As part of the WUSC-UBC community, Tamasha helps in supporting newly admitted WUSC scholars in their integration into the UBC community. She is also a recipient of the WUSC scholarship, which was issued to her in recognition of her academic achievements and her health and peer support initiatives in the Dzaleka Refugee camp in Malawi, where she lived for thirteen years. She has also contributed to UBC campus life as a Jump Start Orientation Leader, Wellness Peer, a Residence Advisor, and a Teaching Assistant in the UBC Faculty of Medicine.
As part of her work with the Acadia Park Residents Association, Enav has made a significant impact on the Acadia Park community this year. In response to the pandemic, she started a food security initiative, education programming and community engagement platforms in Acadia Park, for which she secured funds, coordinate volunteers, and collaborate with community partners, while abiding by COVID-19 guidelines. She also began coordinating a network of Acadia Park residents that support families in need. This group helps with grocery deliveries for families in isolation and helps in accessing social resources during the pandemic.
The Showcase Awards recognize student-led organizations or initiatives on or off campus that have contributed positively to the UBC community and have the potential to significantly impact our community.
Kite Vancouver provides students with the platform to design, run and scale community projects from the ground up. The diverse team identifies opportunities for improving the community, assesses available resources, and then develops projects that have engaged hundreds of volunteers as active agents of change. Kite Vancouver is currently involved in tutoring at low-income schools, employment resources for the DTES and mental health advocacy. Rise Tutoring was started in September 2018 with the primary goal of providing one-on-one tutoring and mentorship to high school students in low socioeconomic areas of Vancouver
Created in response to the demand for climate change narratives that focus on hope and action rather than doom and gloom, YCAP offers free climate justice workshops supported by the UBC Climate Hub in partnership with Be The Change Earth Alliance.
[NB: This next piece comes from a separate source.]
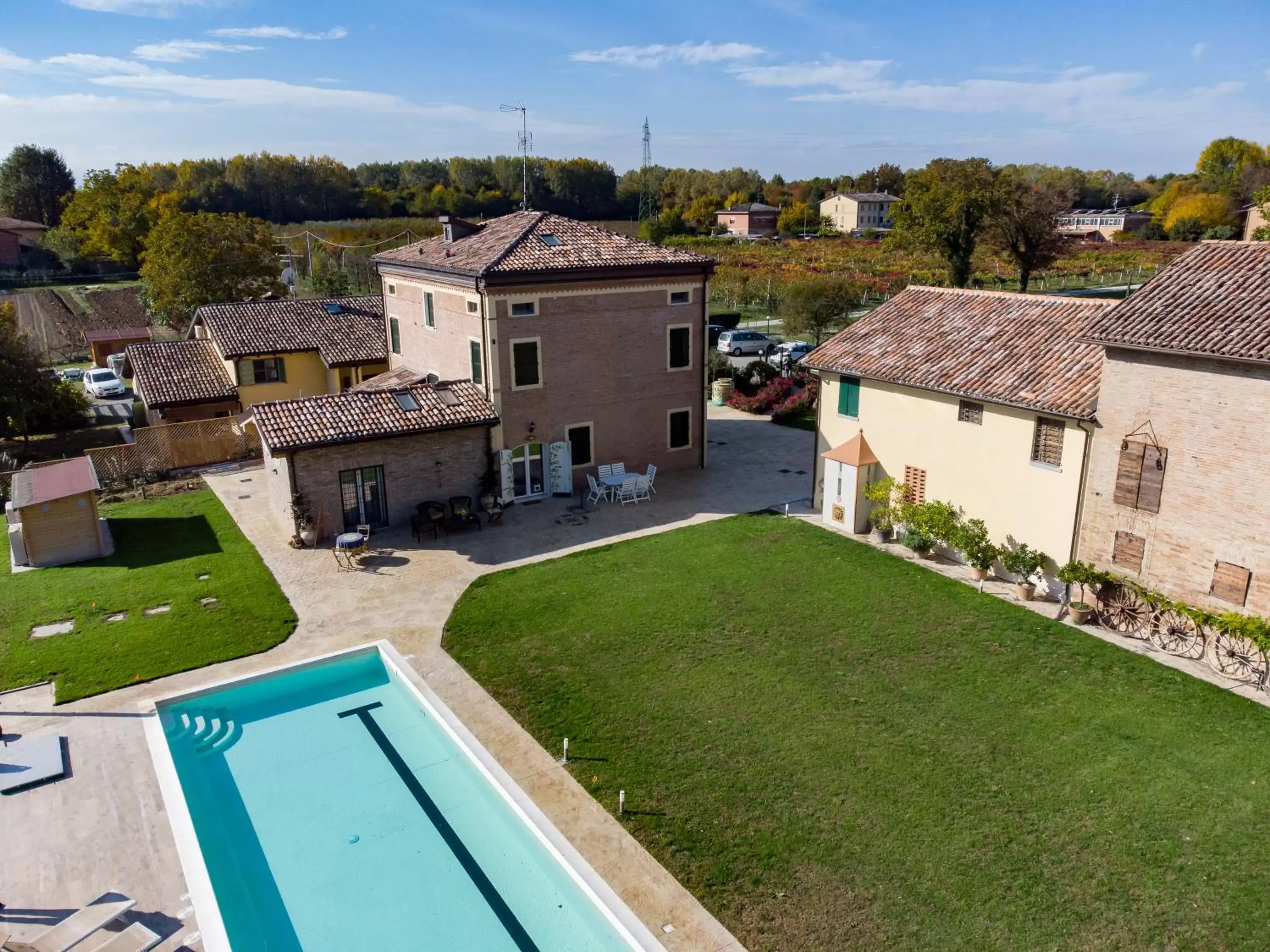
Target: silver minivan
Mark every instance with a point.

Young people’s voices are key in communicating the urgency of the climate crisis and the need to approach from a lens of climate justice.
The KUS BIPOC Committee aims to create an inclusive environment for Black, Indigenous, and Students of Color in the KUS. They strive to create events dedicated to the needs of our Black communities and communities of color, and maintain an open dialogue that allows them to listen to and uphold the greater interests of these students. The BIPOC committee has laid the groundwork for systemic change and culture shifts by initiating conversations with staff, faculty and student leaders who have already begun reviewing current practices and determining actionable next steps to advance inclusion in the School.
The club aims to bring awareness to the gender gap in STEM through various outreach activities in the community and gives members the opportunity to be role models for the next generation of students. The club teaches high school students about the gender gap and the importance of diversity in STEM, helping equip them to both create and work in more inclusive environments. The club also fosters a more equitable community at UBC by supporting female-identifying students and hosting an annual conference.